Pour bien des gens, l'avis de décès sera pourtant le seul moment dans leur vie où l'on parlera d'eux dans un journal. Pourquoi ne pas profiter de cette tribune pour dire autre chose que des banalités?

J'aimerais lire dans les avis de décès des mots qui témoigneraient d'une vie qui n'a pas été vécue en vain, qui nous diraient ce que cette personne a été, ou à quoi son passage ici-bas aura servi.

Je rêve de rubriques nécrologiques inspirantes. "Est disparue hier Mme Chose, enseignante retraitée, qui au cours de sa carrière aura montré à des milliers de Québécois l'accord des participes passés." Ou encore: "Est disparu accidentellement M. Machin, camionneur, qui n'aura jamais raté un seul match de hockey de son fiston malgré ses horaires de fou."

On ne soigne la mémoire que des personnalités publiques. Les morts inconnus, quant à eux, n'ont droit qu'au formulaire standard d'Urgel Bourgie.

Or, les existences de Pierre Falardeau ou de Nelly Arcan n'ont pas nécessairement plus de sens que celle de n'importe qui. Elles sont simplement plus connues.

Je ne souhaite pas un roman pour chaque quidam disparu. Je me contenterais de quelques phrases sincères, bien tournées, qui nous donneraient une idée des valeurs défendues par le défunt.

On l'a déjà dit: on meurt tout croche dans nos sociétés modernes.
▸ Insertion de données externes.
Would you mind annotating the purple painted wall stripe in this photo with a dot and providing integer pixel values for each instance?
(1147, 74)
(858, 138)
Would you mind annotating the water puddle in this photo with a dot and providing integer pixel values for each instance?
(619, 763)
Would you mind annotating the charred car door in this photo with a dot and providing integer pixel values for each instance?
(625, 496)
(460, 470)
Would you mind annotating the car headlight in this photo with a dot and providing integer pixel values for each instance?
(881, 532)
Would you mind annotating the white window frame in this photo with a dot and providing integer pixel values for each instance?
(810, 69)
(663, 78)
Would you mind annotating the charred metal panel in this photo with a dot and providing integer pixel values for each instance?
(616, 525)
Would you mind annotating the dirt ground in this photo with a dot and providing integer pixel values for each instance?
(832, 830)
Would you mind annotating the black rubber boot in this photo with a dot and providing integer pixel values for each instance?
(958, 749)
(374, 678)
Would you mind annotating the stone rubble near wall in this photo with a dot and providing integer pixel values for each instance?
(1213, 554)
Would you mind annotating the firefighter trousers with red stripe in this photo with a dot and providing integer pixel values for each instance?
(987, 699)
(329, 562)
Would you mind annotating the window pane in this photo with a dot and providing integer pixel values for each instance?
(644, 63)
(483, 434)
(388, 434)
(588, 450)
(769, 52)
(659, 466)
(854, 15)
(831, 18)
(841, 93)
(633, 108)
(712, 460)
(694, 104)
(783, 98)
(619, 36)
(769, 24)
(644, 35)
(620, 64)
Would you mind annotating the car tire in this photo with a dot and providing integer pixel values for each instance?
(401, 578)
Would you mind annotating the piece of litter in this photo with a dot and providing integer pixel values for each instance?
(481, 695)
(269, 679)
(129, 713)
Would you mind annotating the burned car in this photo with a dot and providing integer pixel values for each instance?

On tente de se convaincre que la vie n'a pas de fin, alors on ne prépare jamais son départ.

Selon moi, changer notre attitude vis-à-vis de la mort commence par les avis de décès.

Si, jour après jour, les pages nécrologiques des journaux étaient beurrées des réalisations, des réussites, des leçons de vie de tous ces gens qui ont tout vécu, ce serait, j'en suis sûr, une façon pour ceux qui restent d'apprivoiser la mort.

En lisant ces capsules d'existences, on prendrait conscience de la nôtre, de son caractère éphémère et de l'importance d'y donner un sens.

On aurait l'occasion de considérer la mort comme la conclusion d'une vie utile plutôt que comme la triste conséquence d'un accident ou d'une maladie.

Il me semble que ça nous aiderait à mourir un peu mieux.